First and foremost, we had elephants visiting the waterhole every day. As we were heading toward Winter at that stage, seasonal water sources were starting to dry up. To be precise the herd didn’t actually stop at the waterhole though; they knew that the water outlet was located on the fenceline, and we saw them right outside out bedroom, just beyond the deck, quenching their thirst daily. Most of the time, we’d see them ambling along the plains toward us, but now and then they’d sneak up silently and next thing we knew, there they were. There were times where they’d arrive in the pitch darkness of night and we’d only know the next day that they’d been by the photos on our motion sensor camera trap – incredible how silent they are for such large creatures. Sometimes, multiple herds would meet up or pass one another in front of the suite, and we’d hear the rumblings of their communication. Every so often there’d be a mumble from a mother, warning everyone to watch out for her youngster, or a minor disagreement would break out between them, and we’d hear a scream, usually from a young male just causing commotion for attention! (“Mommm!”) Their family dynamics are incredible to witness firsthand, and we felt like the luckiest humans to be in their space.

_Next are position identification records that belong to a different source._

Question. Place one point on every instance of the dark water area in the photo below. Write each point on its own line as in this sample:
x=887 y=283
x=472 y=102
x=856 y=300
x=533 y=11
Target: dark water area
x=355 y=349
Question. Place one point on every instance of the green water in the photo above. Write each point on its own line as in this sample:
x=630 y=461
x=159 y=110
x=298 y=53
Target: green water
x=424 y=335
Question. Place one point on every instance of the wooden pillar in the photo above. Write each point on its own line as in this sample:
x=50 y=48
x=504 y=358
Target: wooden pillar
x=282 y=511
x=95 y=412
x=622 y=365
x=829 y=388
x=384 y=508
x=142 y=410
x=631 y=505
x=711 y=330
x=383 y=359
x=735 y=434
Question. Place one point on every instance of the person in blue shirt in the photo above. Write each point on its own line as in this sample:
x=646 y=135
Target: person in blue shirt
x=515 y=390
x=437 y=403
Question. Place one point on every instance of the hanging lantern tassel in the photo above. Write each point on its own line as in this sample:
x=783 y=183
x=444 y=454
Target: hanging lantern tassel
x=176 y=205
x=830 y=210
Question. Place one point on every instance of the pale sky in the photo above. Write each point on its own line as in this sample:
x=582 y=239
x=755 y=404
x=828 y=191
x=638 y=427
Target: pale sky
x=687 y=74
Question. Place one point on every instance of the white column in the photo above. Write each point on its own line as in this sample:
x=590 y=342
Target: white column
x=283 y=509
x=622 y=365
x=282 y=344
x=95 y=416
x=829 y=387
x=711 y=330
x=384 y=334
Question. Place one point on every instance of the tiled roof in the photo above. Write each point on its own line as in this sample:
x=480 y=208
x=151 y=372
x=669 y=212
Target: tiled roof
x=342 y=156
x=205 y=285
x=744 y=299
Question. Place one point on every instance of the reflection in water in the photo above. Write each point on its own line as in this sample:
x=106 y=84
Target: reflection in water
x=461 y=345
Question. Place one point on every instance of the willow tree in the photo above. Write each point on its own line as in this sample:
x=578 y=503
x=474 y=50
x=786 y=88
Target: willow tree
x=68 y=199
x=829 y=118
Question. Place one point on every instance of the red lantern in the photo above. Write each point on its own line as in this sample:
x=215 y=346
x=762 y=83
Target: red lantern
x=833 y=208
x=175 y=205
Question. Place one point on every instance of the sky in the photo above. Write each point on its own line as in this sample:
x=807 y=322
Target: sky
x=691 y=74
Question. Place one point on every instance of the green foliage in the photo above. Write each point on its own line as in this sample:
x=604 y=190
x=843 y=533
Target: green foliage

Then there were the genets and the civet. These creatures are locals around camp, though on a three or four night stay on a busy safari, it’s unlikely or at least lucky if you get a glimpse of them. With a closed camp and very few people on site, these creatures seemed to take back their space, becoming braver with the few people around, we would see them curiously checking on the braai after we’d just zipped up the sides of the suite, and switched off the lights for bed. The genets are generally silent and stealthy, though less shy, and the civet, though far more shy, was a little more clumsy and the first couple of times we saw him were because he bumped into something on the deck, just as we were falling asleep! They became very accustomed to us being around, and we got some great shots of them.


We were lucky enough to see all the so-called ‘big five’ at some point during our 100 days in Nare. Lions are very vocal and we’d hear them throughout the night, either moving further from us, or closer! On one such occasion, we heard them in he early hours. I was still in bed, and just as my coffee arrived (Thanks, darling), so did the lionesses. One..two.. three, and we realised afterwards, a fourth had already passed us by and was already on the Plains. It was a phenomenal morning, and a true example of a ‘sofa-safari’ or rather a ‘four-poster-bed-safari’, as I was quite literally watching them from my bed! (Of course I did get up very quickly to grab a camera and get out onto the Deck try to see where they were heading!) The images below, are from another occasion, where we were none the wiser that any creature had been drinking at our waterhole during the night!










Leopards are notoriously shy, and you’re considered lucky to see them in Madikwe. We’ve been told that the region where Jaci’s is located has no less than 5 individuals that’ve been seen/recorded in the area. We were extremely lucky to see 3 different individuals just from our Deck, just after sunset, coming down to drink. In addition, we managed to capture them more than once, on our motion camera in the very early hours.

One evening, just as we got into bed, there was a almighty cacophony of yelping, screaming and squealing, and it sounded like it was just outside. We both shot up, unzipped tent-sides, grabbed phone (to try record sounds) and hurried out onto the deck.. Nothing. And then, all of a sudden, three hyena came galloping passed, at top-speed. They all seemed absolutely fine, albeit out of breath, so to this day we are not sure of what happened – The images on the motion camera are an un-publishable blur of spotties!












There was always something on the go – a bird species that we hadn’t seen yet, baboons causing nonsense with one another, the tiniest newborn baby bushbuck, the herd of a couple of hundred buffalo passing by on their way to the main waterhole, a family of mongooses, the morning calls of guinea fowl and francolin and spurfowl.



We will always treasure our time spent at Nare. Whilst 2020 has thrown many curveballs, our lockdown location was an enormous positive which completely overarced all the negativity and craziness of the world through this time.